Datasets

Research in the field primarily focuses on a few datasets widely recognized as benchmarks, occasionally incorporating the original dataset to include more recent samples. The careful selection of datasets is essential as it lays the groundwork for rigorous and dependable research. The datasets frequently referenced in the literature are MalImg and Big2015. MalImg, introduced by Natraj et al. in 2011, is the oldest dataset in this context.

MalImg

This dataset comprises 25 imbalanced families, totaling 9,339 malware samples, all provided in grayscale image form. The image generation follows the line-by-line technique detailed in Section X. The state-of-the-art results for MalImg hover around 99%.

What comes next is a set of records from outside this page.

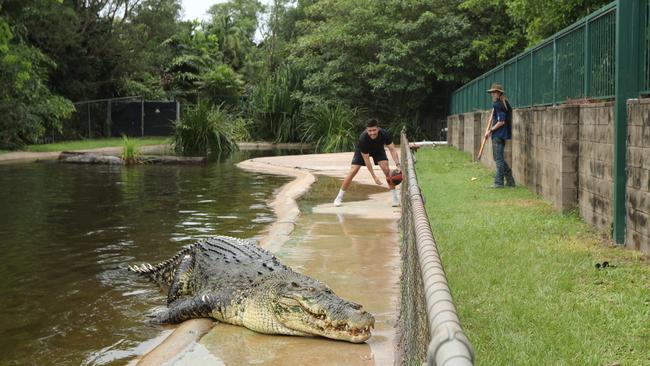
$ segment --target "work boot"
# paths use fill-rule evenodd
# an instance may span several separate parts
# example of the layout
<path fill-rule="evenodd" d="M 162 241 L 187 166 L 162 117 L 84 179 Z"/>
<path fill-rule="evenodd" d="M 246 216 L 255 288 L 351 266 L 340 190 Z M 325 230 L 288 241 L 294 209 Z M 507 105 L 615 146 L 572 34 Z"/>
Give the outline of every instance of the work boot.
<path fill-rule="evenodd" d="M 339 207 L 339 206 L 341 206 L 342 203 L 343 203 L 343 200 L 341 198 L 336 197 L 334 199 L 334 206 Z"/>

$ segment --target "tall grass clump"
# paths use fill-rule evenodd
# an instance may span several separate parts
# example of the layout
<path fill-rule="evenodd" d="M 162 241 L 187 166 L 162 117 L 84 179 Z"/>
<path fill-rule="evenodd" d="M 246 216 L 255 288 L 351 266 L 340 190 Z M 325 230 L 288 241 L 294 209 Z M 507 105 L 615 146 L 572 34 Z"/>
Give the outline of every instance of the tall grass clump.
<path fill-rule="evenodd" d="M 406 131 L 406 136 L 409 137 L 411 141 L 419 140 L 428 140 L 429 136 L 422 130 L 422 123 L 419 120 L 418 116 L 410 119 L 398 119 L 389 124 L 387 130 L 393 139 L 399 140 L 399 135 L 402 132 L 402 129 Z"/>
<path fill-rule="evenodd" d="M 136 164 L 140 157 L 140 148 L 136 141 L 122 135 L 122 160 L 128 165 Z"/>
<path fill-rule="evenodd" d="M 359 110 L 343 103 L 322 103 L 305 113 L 302 123 L 303 142 L 317 152 L 351 151 L 363 130 Z"/>
<path fill-rule="evenodd" d="M 275 142 L 300 141 L 302 103 L 295 93 L 300 89 L 302 79 L 299 70 L 282 65 L 253 89 L 249 108 L 254 138 Z"/>
<path fill-rule="evenodd" d="M 181 155 L 207 155 L 237 149 L 230 115 L 222 106 L 200 101 L 176 125 L 172 145 Z"/>

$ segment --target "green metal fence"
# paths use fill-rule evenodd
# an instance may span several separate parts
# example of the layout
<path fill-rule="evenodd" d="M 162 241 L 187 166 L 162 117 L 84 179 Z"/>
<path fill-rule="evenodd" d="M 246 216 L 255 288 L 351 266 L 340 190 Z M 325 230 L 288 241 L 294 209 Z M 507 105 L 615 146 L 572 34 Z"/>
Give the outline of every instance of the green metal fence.
<path fill-rule="evenodd" d="M 644 0 L 640 94 L 650 94 L 650 0 Z M 515 108 L 564 103 L 568 99 L 613 99 L 616 65 L 614 1 L 539 45 L 465 84 L 451 96 L 450 114 L 489 109 L 485 92 L 504 85 Z"/>
<path fill-rule="evenodd" d="M 643 94 L 650 94 L 650 0 L 646 1 L 645 8 L 642 10 L 645 12 L 645 22 L 644 29 L 645 32 L 642 38 L 642 51 L 641 55 L 643 60 L 641 66 L 643 67 Z"/>

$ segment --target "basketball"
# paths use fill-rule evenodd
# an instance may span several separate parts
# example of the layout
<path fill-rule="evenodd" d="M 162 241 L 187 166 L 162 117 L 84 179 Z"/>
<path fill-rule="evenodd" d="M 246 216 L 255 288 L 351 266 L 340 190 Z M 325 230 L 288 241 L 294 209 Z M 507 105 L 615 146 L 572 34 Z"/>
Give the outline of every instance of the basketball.
<path fill-rule="evenodd" d="M 402 172 L 397 169 L 393 170 L 390 172 L 390 180 L 394 185 L 399 185 L 402 183 Z"/>

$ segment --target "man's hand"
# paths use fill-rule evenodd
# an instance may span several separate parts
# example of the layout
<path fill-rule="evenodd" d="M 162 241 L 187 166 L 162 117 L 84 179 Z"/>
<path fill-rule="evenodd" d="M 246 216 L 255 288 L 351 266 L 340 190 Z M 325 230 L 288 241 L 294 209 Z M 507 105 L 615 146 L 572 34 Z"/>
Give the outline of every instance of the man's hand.
<path fill-rule="evenodd" d="M 376 175 L 374 175 L 373 178 L 375 178 L 375 183 L 377 183 L 377 185 L 380 186 L 381 185 L 381 179 L 379 179 L 379 177 L 377 177 Z"/>
<path fill-rule="evenodd" d="M 485 133 L 485 139 L 489 139 L 490 135 L 492 135 L 492 130 L 488 130 L 488 132 Z"/>

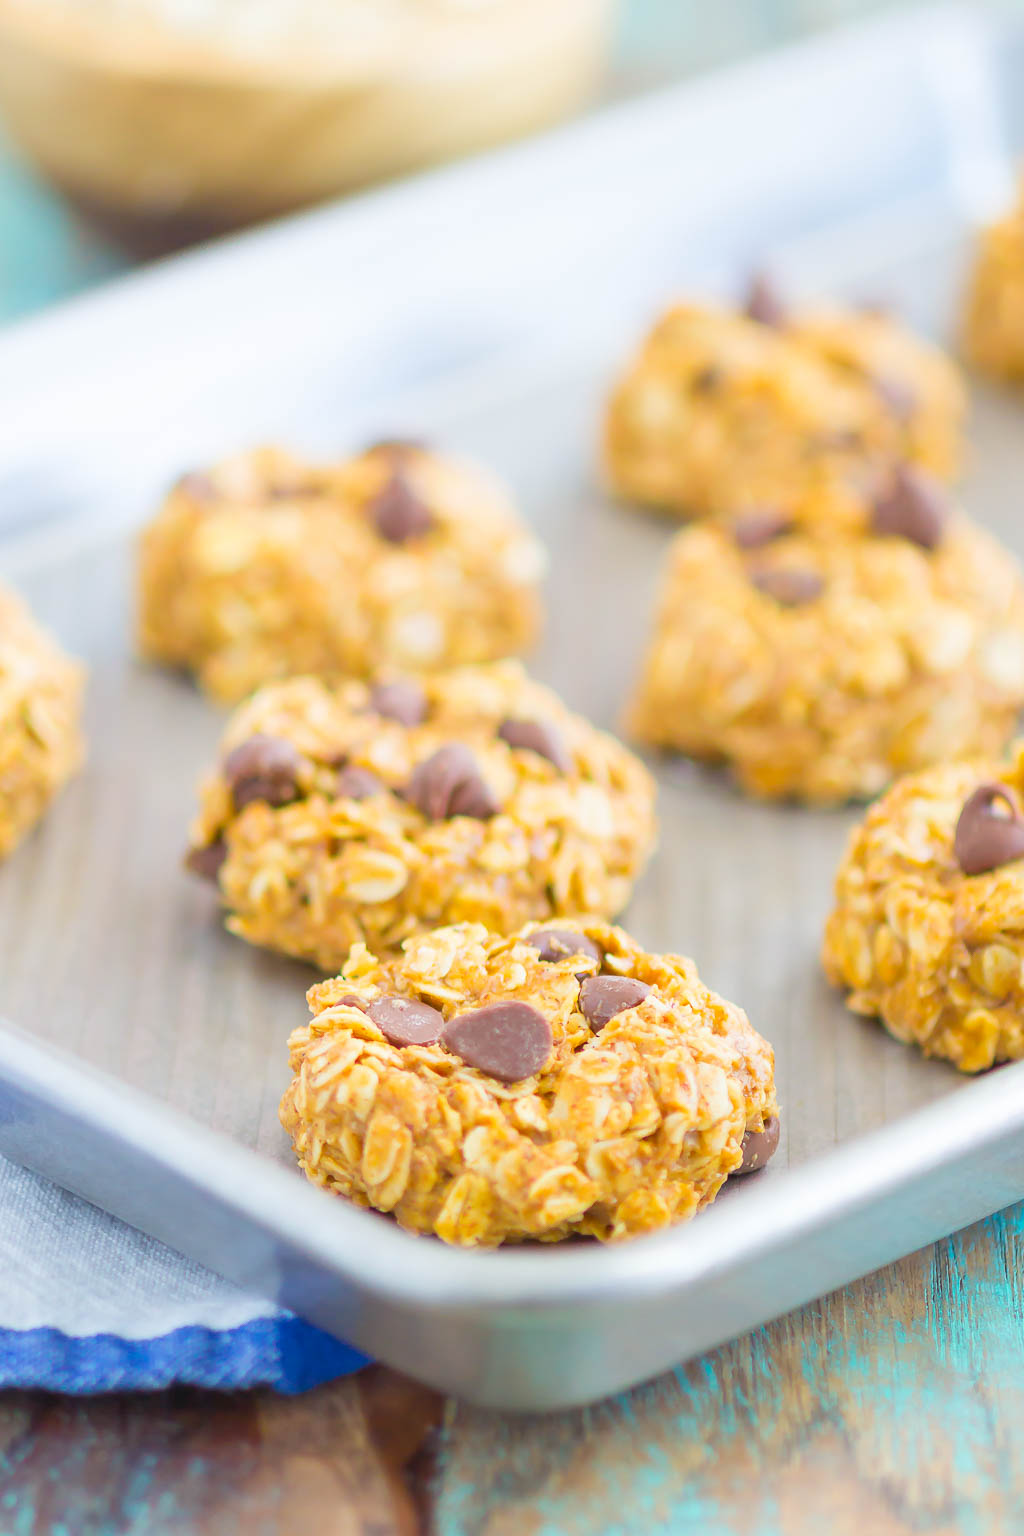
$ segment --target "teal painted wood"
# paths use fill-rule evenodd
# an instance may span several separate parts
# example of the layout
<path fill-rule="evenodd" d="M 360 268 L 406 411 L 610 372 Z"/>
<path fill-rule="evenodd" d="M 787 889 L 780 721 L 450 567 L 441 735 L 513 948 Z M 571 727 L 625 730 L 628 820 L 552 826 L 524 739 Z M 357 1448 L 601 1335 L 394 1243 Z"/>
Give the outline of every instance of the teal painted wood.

Family Number of Samples Class
Allaple.L 1591 Worm
Allaple.A 2949 Worm
Yuner.A 800 Worm
Lolyda.AA1 213 PWS
Lolyda.AA2 184 PWS
Lolyda.AA3 123 PWS
C2LOP.P 146 Trojan
C2LOP.gen!g 200 Trojan
Instantaccess 431 Dialer
Swizzor.gen!I 132 TDownloader
Swizzor.gen!E 128 TDownloader
VB.AT 408 Worm
Fakerean 381 Rogue
Alueron.gen!J 198 Trojan
Males.gen!J 136 Trojan
Lolyda.AT 159 PWS
Adialer.C 125 Dialer
Wintrim.BX 97 TDownloader
Dialplatform.B 177 Dialer
Dontovo.A 162 TDownloader
Obfuscator.AD 142 TDownloader
Agent.FYI 116 Backdoor
Autorun.K 106 Worm
Rbot!gen 158 Backdoor
Skintrim.N 80 Trojan

Big2015

Big2015, developed by Microsoft, consists of 9 unbalanced families, amounting to around 20,000 samples. It’s noteworthy that, in the original challenge, researchers received 10,860 samples, while the remaining were utilized as a withheld test set. In the scrutinized papers, most authors exclusively employ the initial 10,860 samples as a training set, further dividing them into requisite subsets for training and testing. The provided samples are executable PE files without the PE header. The state-of-the-art results for Big2015 are approximately 99%.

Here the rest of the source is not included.